Our mission perspective is the core belief of the Church as a hospital for the soul best understood within the context of the Kollyvades movement of the 18th century as described by Fr. George Metallianos:

The Kollyvades emphasized the issue of worship…participation in the sacraments/mysteries of the Church accompanied by a parallel spiritual struggle. They strove for the correct observance of the Church’s typicon that would maintain the spiritual balance, and for the study of patristic works that would cultivate a patristic phronema, i.e. the Church’s mind. …They preserved the Apostolic-Patristic continuity in the Church: noetic prayer and hesychastic practice, asceticism and experience, those enduring and unalterable elements of the Orthodox identity.”

That being the case, the mission serves twice weekly Divine Liturgy and vigils, and daily matins and vespers.

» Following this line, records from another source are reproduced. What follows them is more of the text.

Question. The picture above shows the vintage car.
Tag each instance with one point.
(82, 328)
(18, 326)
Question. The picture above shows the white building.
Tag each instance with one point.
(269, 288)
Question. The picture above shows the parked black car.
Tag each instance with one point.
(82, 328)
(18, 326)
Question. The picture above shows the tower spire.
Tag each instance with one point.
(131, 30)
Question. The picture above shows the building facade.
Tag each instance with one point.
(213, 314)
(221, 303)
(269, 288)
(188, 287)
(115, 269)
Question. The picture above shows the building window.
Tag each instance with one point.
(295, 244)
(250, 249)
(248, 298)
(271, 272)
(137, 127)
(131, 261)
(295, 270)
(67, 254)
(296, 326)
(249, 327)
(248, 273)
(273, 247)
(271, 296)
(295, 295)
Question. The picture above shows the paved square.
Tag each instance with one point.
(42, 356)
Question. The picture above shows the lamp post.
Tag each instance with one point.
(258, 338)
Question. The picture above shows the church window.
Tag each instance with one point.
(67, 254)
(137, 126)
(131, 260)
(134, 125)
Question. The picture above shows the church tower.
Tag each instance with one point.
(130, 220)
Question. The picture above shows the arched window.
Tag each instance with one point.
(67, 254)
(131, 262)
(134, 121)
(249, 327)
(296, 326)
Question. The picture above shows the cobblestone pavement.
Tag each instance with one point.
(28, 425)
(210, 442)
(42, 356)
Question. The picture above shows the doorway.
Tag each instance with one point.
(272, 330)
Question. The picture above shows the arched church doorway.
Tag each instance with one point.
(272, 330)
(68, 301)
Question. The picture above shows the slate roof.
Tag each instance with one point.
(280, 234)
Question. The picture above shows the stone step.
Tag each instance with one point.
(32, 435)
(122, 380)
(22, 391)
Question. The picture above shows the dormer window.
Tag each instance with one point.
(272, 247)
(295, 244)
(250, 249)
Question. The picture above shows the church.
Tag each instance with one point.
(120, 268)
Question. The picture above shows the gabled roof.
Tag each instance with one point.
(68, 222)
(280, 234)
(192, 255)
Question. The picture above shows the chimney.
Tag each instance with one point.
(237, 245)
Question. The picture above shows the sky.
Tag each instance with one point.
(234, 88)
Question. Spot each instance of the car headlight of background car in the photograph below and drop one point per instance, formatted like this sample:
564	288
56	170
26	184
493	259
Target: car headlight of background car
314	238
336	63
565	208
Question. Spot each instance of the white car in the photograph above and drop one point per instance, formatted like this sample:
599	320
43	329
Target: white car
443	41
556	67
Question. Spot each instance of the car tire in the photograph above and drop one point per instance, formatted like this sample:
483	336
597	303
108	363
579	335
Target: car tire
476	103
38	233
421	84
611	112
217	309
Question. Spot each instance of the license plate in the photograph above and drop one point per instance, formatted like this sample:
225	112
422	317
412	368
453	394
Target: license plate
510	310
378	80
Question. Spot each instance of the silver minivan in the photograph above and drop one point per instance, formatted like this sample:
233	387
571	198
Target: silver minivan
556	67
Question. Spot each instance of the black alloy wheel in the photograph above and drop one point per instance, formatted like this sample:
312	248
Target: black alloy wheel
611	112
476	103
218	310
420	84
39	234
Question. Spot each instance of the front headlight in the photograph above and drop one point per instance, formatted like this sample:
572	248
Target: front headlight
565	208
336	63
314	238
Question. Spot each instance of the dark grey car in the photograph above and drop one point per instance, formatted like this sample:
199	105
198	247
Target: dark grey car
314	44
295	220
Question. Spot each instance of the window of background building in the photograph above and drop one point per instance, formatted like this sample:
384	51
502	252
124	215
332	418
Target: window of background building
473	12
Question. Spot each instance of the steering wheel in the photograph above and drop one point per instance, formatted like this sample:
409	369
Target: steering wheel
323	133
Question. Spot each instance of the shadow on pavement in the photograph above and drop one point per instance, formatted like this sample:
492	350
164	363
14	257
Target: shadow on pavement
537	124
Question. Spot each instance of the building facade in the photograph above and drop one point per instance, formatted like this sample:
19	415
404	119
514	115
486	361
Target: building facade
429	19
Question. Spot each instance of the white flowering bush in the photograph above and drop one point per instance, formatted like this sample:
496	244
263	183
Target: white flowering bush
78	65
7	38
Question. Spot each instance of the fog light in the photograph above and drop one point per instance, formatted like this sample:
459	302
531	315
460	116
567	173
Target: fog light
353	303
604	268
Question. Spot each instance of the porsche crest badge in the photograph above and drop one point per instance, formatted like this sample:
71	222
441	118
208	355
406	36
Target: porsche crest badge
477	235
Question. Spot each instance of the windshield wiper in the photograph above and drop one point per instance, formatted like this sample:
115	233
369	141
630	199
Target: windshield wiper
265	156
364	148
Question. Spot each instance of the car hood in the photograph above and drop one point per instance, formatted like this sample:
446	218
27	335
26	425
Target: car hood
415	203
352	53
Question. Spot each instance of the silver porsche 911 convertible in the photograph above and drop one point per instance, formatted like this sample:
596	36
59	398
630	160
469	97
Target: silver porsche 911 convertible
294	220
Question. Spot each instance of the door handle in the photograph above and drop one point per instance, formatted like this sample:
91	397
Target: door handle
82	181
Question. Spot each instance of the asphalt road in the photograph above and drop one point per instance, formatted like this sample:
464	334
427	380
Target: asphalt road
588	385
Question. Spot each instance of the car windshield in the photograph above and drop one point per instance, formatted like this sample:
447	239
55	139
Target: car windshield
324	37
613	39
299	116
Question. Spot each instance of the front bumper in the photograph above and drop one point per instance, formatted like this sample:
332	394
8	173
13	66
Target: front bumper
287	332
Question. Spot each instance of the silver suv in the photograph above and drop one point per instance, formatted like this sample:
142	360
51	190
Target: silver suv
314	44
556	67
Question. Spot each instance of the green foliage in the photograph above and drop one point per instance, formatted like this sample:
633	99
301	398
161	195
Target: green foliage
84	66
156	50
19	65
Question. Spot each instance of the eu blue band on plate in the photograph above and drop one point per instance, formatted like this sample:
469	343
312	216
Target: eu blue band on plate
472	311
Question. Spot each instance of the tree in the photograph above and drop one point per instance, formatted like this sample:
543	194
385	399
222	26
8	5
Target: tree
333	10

And Sunday liturgy is followed by trapeza (fellowship meal) with a patristic and hesychastic reading and discussion…the goal of which is the integration of hesychasm into our lives.

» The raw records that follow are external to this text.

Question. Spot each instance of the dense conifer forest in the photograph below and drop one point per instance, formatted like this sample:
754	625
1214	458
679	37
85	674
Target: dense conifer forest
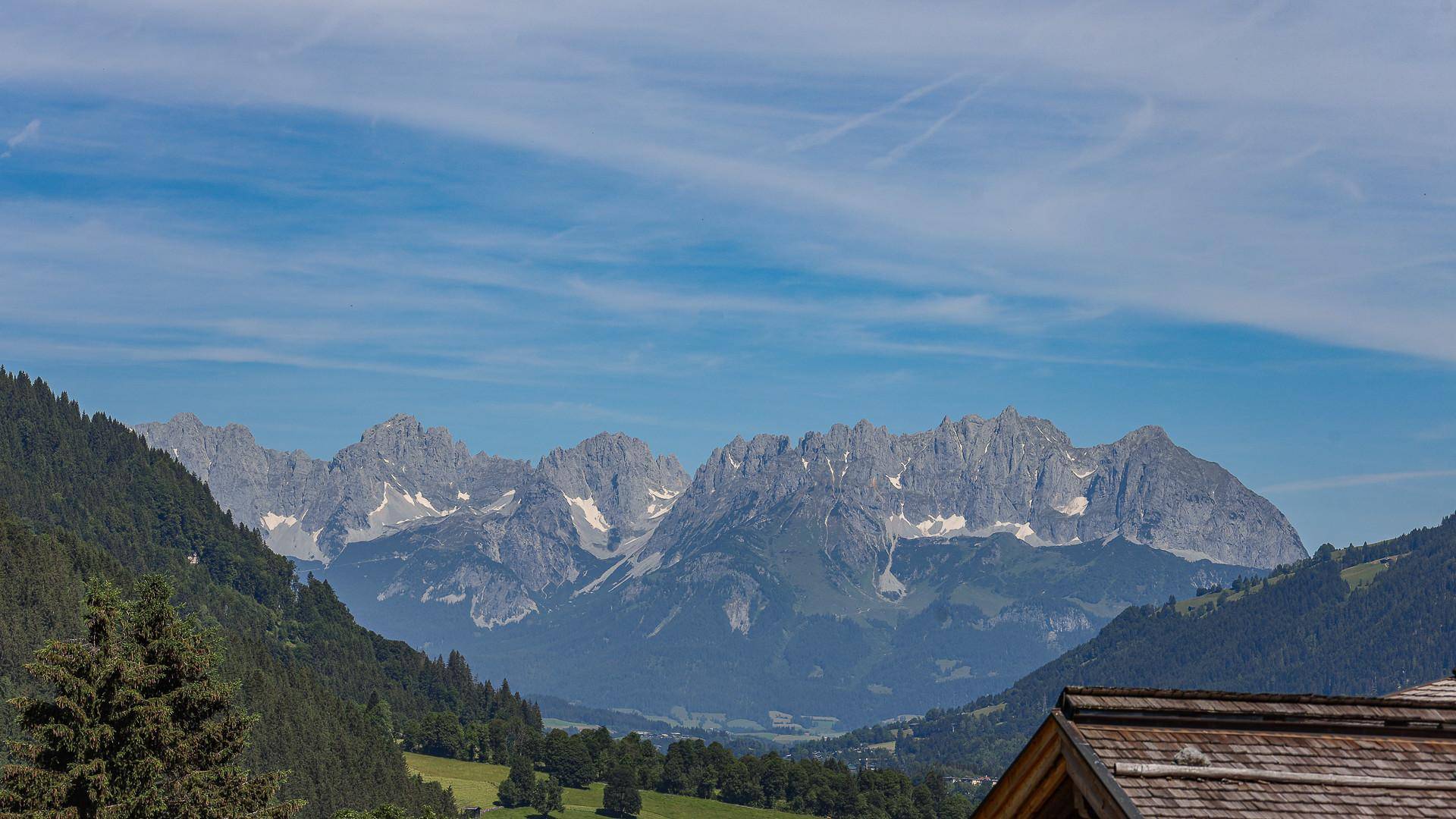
83	497
1363	621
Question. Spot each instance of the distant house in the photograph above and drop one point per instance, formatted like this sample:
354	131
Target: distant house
1128	752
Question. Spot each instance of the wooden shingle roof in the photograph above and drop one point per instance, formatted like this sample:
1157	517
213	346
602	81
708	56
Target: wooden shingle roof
1123	752
1439	689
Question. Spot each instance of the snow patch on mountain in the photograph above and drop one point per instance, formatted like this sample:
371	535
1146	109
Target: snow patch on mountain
1074	507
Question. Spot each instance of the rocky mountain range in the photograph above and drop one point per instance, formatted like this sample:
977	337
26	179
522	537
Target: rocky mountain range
852	570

The sacraments of very regular and frequent Holy Confession and Eucharist are also central to the therapy of the soul and strongly encouraged – as well as frequent spiritual council with a confessor and/or spiritual father.

To that end we also endeavor to provide regular pilgrimages to St. Anthony’s Greek Orthodox men’s Monastery and St. Paisius women’s Russian Orthodox Monastery in Arizona.

In the same vein, the Mission catechesis and weekly Gospel messages  emphasize the   New Testament, patristic and hesychast teaching on the (Dionysion) mystery of the nature and essence of God and (the Palamic) participation in the uncreated light and energies of God …as well as patristic cosmology, christology, and hesychastic approach to anthropology (including ecclesiology and soteriology).